Entity Recognition vs. Text Classification

Hello! Prodigy has been a very useful tool in taking some steps to build some working models. I’m wondering if I could clarify a couple of potentially basic questions in the context of the insults classifier tutorial.

In this case, you chose to operate on the full text of Reddit posts, and to use textcat. You also used a training schema in which you looked at the full context of the post, and whether it was really an insult directed at someone, vs. talking about something insulting/offensive.

Let’s say the problem is slightly larger/more complex, and you want to note the presence or absence of an insult, and also the presence or absence of a compliment.

This leads me to two complementary questions:

  1. I know ner is typically used for recognizing things like people, organizations, locations, etc. Is there a case for using ner in Prodigy to extract the insult (e.g., “you are awful”) or the compliment (e.g., “you are lovely”) as an entity?

  2. In your example, you label/classify the entire post as an insult or not. Once you get to multiple labels, is it more sensible to do this at a more granular level if textcat is the right route? I’m imagining a post could have two labels (e.g., “You are truly awful. But you are very smart.”), in which case both labels could be applied. If this were a suitable problem for ner, it could potentially separately identify those phrases, but textcat might take longer to identify which is the insult and which is the compliment. So perhaps breaking the input down into sentences and classifying that way is the best way to train?

I know often the answer depends on the output, so in this case the ideal output would be a model that can take a chunk of text (either a sentence or as long as a paragraph) and identify whether insults or compliments are present, and ideally also which sentences they occur in.

Thanks for any guidance you can provide on this!

1 Like

You can try, but I would mildly discourage this. The entity recognizer is driven by a state-machine, that reads the sentence left-to-right and decides when to open a new entity, and when to close an existing entity. This algorithm has the right sort of structural bias for picking up proper nouns, but probably has the wrong sort of bias for arbitrary semantic categories like "INSULT".

The thing is, you'll never get consistency and clarity about where the insult stops and starts. Those boundary inconsistencies will make the category incredibly difficult for the model to learn. Another problem is that the most relevant word will often be verbs towards the middle of the span you're annotating, while the model is set up to look at the boundaries.
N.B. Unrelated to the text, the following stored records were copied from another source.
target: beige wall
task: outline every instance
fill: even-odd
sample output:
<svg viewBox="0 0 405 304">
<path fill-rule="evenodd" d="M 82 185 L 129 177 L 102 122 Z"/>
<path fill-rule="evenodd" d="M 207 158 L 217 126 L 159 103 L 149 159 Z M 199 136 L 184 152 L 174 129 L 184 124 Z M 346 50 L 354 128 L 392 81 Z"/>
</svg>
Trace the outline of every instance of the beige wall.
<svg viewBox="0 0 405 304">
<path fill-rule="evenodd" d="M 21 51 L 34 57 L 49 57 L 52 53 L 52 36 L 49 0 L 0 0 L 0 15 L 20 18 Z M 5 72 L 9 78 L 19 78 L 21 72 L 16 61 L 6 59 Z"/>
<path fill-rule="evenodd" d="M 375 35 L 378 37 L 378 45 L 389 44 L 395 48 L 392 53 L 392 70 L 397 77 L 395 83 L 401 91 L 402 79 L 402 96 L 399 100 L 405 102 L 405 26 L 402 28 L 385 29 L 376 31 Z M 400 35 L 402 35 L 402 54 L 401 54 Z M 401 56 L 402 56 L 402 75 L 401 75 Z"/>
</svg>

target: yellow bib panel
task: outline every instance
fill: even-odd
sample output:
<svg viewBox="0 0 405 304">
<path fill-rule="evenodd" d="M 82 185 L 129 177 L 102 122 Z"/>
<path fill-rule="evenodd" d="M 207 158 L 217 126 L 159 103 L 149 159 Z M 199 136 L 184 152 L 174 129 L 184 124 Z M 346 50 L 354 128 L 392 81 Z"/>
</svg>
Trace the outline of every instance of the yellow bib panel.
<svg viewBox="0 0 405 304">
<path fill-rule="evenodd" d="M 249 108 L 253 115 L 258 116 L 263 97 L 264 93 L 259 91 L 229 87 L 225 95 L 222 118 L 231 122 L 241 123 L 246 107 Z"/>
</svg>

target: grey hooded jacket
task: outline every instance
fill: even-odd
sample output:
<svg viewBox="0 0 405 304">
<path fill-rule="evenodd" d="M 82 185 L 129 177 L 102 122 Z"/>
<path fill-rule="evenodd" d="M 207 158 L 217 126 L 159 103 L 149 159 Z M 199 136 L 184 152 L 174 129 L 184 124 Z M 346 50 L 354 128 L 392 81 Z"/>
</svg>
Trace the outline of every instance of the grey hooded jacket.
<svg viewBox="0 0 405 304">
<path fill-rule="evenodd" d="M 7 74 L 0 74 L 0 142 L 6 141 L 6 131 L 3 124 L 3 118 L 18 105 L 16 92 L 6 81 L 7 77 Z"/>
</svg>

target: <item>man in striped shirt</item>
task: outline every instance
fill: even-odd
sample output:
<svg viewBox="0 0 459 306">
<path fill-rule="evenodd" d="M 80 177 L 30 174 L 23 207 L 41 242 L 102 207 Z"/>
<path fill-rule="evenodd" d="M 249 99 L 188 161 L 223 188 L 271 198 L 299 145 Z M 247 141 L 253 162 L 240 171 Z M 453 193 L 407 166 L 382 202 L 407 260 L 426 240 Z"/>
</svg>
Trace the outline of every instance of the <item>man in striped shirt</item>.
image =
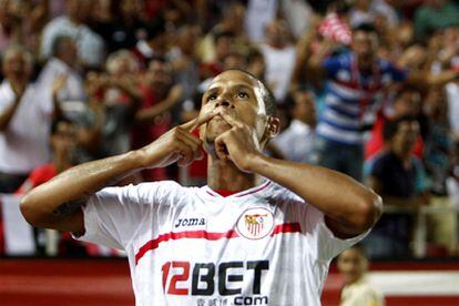
<svg viewBox="0 0 459 306">
<path fill-rule="evenodd" d="M 437 75 L 408 72 L 376 57 L 378 34 L 371 24 L 353 30 L 351 50 L 325 58 L 317 52 L 309 58 L 310 78 L 325 81 L 325 108 L 318 118 L 316 150 L 318 163 L 363 178 L 363 143 L 380 108 L 384 90 L 394 82 L 417 86 L 443 84 L 455 71 Z M 328 51 L 329 50 L 324 50 Z"/>
</svg>

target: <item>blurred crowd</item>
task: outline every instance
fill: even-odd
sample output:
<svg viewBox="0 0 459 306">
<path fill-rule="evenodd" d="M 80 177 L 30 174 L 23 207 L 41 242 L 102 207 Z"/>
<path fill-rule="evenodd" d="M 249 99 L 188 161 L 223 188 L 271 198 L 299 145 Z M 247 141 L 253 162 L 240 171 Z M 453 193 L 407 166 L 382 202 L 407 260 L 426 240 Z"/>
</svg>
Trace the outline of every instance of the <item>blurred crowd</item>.
<svg viewBox="0 0 459 306">
<path fill-rule="evenodd" d="M 384 197 L 370 257 L 412 256 L 427 208 L 426 254 L 459 254 L 459 1 L 0 0 L 0 193 L 151 143 L 241 69 L 277 100 L 267 154 Z M 119 184 L 205 176 L 203 161 Z M 91 247 L 62 236 L 76 253 Z"/>
</svg>

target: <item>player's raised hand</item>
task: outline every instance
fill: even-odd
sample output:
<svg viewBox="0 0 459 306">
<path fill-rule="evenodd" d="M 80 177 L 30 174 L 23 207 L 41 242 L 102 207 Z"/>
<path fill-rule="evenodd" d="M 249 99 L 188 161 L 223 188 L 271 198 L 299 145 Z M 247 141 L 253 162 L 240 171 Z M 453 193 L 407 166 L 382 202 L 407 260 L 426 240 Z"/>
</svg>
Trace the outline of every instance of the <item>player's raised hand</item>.
<svg viewBox="0 0 459 306">
<path fill-rule="evenodd" d="M 241 171 L 249 172 L 252 159 L 262 154 L 255 131 L 226 112 L 218 114 L 232 129 L 215 139 L 217 157 L 223 161 L 231 160 Z"/>
<path fill-rule="evenodd" d="M 191 132 L 208 122 L 215 112 L 198 116 L 164 133 L 156 141 L 141 149 L 145 166 L 163 167 L 177 162 L 186 166 L 194 160 L 203 159 L 203 142 Z"/>
</svg>

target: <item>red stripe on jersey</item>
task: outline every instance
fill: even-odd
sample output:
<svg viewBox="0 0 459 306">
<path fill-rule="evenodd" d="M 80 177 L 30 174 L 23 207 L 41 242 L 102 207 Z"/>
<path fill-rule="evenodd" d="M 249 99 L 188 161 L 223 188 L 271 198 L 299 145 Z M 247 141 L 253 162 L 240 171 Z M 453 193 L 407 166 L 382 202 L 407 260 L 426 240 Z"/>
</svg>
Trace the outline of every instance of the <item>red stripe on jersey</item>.
<svg viewBox="0 0 459 306">
<path fill-rule="evenodd" d="M 273 233 L 271 236 L 282 234 L 282 233 L 299 233 L 302 232 L 302 227 L 299 226 L 299 223 L 285 223 L 279 224 L 274 227 Z M 146 252 L 155 249 L 160 246 L 160 243 L 167 242 L 170 239 L 176 241 L 176 239 L 207 239 L 207 241 L 218 241 L 222 238 L 237 238 L 239 235 L 236 233 L 236 231 L 231 230 L 225 233 L 210 233 L 206 231 L 185 231 L 185 232 L 178 232 L 178 233 L 166 233 L 157 236 L 155 239 L 151 239 L 147 243 L 145 243 L 135 254 L 135 264 L 139 263 L 139 261 L 145 255 Z"/>
<path fill-rule="evenodd" d="M 278 224 L 274 227 L 273 233 L 271 233 L 271 236 L 273 237 L 274 235 L 277 234 L 282 234 L 282 233 L 300 233 L 302 232 L 302 226 L 299 225 L 299 223 L 295 222 L 295 223 L 284 223 L 284 224 Z"/>
</svg>

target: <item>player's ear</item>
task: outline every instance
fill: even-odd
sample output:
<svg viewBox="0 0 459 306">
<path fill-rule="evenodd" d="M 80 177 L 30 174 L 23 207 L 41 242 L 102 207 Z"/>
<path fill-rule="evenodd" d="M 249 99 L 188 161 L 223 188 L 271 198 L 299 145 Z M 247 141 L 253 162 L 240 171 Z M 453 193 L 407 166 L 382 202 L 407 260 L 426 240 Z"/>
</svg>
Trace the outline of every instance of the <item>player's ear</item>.
<svg viewBox="0 0 459 306">
<path fill-rule="evenodd" d="M 280 120 L 276 116 L 268 116 L 266 120 L 265 137 L 274 139 L 280 131 Z"/>
</svg>

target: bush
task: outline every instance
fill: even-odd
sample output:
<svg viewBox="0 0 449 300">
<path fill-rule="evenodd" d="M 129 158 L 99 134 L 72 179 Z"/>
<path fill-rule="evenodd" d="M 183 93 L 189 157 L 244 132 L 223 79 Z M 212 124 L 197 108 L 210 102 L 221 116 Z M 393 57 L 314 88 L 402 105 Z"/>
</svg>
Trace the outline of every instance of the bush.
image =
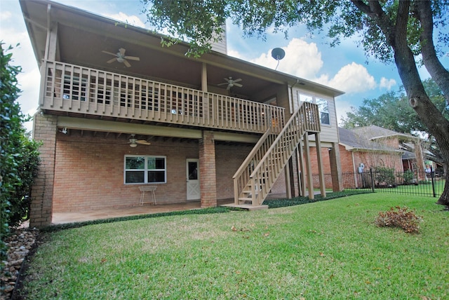
<svg viewBox="0 0 449 300">
<path fill-rule="evenodd" d="M 404 172 L 404 175 L 403 175 L 404 184 L 411 184 L 414 183 L 414 180 L 413 180 L 414 179 L 415 179 L 415 175 L 412 171 L 410 171 L 410 170 L 408 170 L 406 172 Z"/>
<path fill-rule="evenodd" d="M 20 67 L 10 65 L 12 54 L 0 43 L 0 259 L 6 254 L 5 238 L 9 228 L 27 216 L 29 196 L 39 164 L 39 144 L 31 140 L 23 127 L 28 120 L 17 102 L 20 90 Z M 8 50 L 12 49 L 9 47 Z"/>
<path fill-rule="evenodd" d="M 417 233 L 421 217 L 417 217 L 414 211 L 408 210 L 408 207 L 396 206 L 396 208 L 397 211 L 391 207 L 387 212 L 379 212 L 376 225 L 379 227 L 399 227 L 408 233 Z"/>
<path fill-rule="evenodd" d="M 387 167 L 376 167 L 375 170 L 375 179 L 377 186 L 394 186 L 394 169 Z"/>
</svg>

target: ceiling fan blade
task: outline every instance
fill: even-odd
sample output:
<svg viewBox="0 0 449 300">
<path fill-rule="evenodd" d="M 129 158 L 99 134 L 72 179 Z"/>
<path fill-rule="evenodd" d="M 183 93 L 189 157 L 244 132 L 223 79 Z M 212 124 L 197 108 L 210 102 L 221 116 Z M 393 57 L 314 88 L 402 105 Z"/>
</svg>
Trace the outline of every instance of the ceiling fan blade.
<svg viewBox="0 0 449 300">
<path fill-rule="evenodd" d="M 140 60 L 140 57 L 138 57 L 137 56 L 125 56 L 123 58 L 131 60 Z"/>
<path fill-rule="evenodd" d="M 102 52 L 103 53 L 111 55 L 117 56 L 117 53 L 112 53 L 112 52 L 105 51 L 104 50 L 101 52 Z"/>
<path fill-rule="evenodd" d="M 130 64 L 129 62 L 128 62 L 128 60 L 125 60 L 125 59 L 123 59 L 123 64 L 125 64 L 125 65 L 126 65 L 126 67 L 128 67 L 128 68 L 129 68 L 130 67 L 131 67 L 131 64 Z"/>
</svg>

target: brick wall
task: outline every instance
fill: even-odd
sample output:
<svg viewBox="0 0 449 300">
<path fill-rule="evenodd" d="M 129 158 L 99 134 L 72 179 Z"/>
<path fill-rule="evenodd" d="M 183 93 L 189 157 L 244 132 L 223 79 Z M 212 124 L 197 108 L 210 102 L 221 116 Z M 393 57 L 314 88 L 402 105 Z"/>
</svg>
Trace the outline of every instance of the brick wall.
<svg viewBox="0 0 449 300">
<path fill-rule="evenodd" d="M 44 227 L 51 224 L 56 124 L 54 116 L 40 113 L 34 116 L 33 137 L 41 142 L 42 145 L 39 147 L 41 165 L 32 189 L 31 227 Z"/>
<path fill-rule="evenodd" d="M 199 147 L 201 207 L 217 206 L 215 143 L 213 132 L 203 132 Z"/>
<path fill-rule="evenodd" d="M 186 200 L 186 159 L 198 158 L 196 142 L 159 139 L 150 146 L 131 148 L 126 139 L 81 137 L 58 132 L 54 211 L 138 205 L 138 186 L 142 184 L 124 184 L 125 155 L 166 156 L 167 183 L 156 184 L 157 202 Z"/>
<path fill-rule="evenodd" d="M 234 197 L 232 176 L 251 149 L 246 145 L 215 146 L 215 199 Z M 178 142 L 159 139 L 149 146 L 131 148 L 126 139 L 116 139 L 113 135 L 104 137 L 104 134 L 99 134 L 93 137 L 72 132 L 58 132 L 55 153 L 55 212 L 138 205 L 138 186 L 142 184 L 123 184 L 125 155 L 166 156 L 167 182 L 157 184 L 157 203 L 185 202 L 186 159 L 199 158 L 199 143 L 194 140 Z M 200 175 L 210 172 L 210 165 L 200 164 Z M 283 174 L 273 188 L 273 193 L 281 192 L 285 192 Z M 149 200 L 149 198 L 146 199 Z"/>
</svg>

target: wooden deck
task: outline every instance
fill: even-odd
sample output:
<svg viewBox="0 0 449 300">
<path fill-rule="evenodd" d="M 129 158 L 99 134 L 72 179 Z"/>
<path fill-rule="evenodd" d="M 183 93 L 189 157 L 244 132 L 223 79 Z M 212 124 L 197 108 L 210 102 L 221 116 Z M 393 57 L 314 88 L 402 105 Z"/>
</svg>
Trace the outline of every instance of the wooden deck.
<svg viewBox="0 0 449 300">
<path fill-rule="evenodd" d="M 280 132 L 282 107 L 58 62 L 42 64 L 39 107 L 213 129 Z"/>
</svg>

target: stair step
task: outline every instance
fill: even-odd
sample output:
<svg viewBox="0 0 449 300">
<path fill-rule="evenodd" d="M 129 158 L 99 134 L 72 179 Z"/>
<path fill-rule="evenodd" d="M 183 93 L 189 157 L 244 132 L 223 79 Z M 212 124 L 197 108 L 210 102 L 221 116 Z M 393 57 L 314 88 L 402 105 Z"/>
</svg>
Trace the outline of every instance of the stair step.
<svg viewBox="0 0 449 300">
<path fill-rule="evenodd" d="M 248 197 L 241 197 L 239 198 L 239 201 L 249 201 L 249 202 L 253 202 L 253 198 L 248 198 Z"/>
</svg>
That's definitely a fair approach to try, if you can segment the text into sentences.

Another idea for you: you might consider applying labels to single words, and then using the word labels as a basis for further logic. The downstream logic might be rule-based, or another statistical model.

For instance, you could start off by building a terminology list that marks whether the word can be the trigger word for an insult. You can cast a wide net in this phase, and draw in words that are sometimes insults if they're part of a longer phrase, even if that's a minority of the word's usage. We could call this list, potential triggers. Next, you could run ner.teach, to mark whether we have an actual trigger. This will indicate we have an active insult in the sentence.

At this point we'll have information about which word was used to make the decision that the sentence was an insult. You could then use the syntactic parse to determine the boundaries of the insult, by writing some rules. For instance, if the trigger is a noun, we probably want to get its leftward children as well, to make the longer phrase.

The idea is to break the task down into subproblems, where each subproblem is very clearly defined, and determined by the local context. This makes the subproblems quick to annotate, and quick for a model to learn. You then compose the pieces with rules, to get suggestions for more abstract or detailed annotations. Once you have the system suggesting those annotations, you can accept/reject them, and build up a training set that might be large enough to try an end-to-end model.

This is extremely helpful, I appreciate your help in clarifying these questions!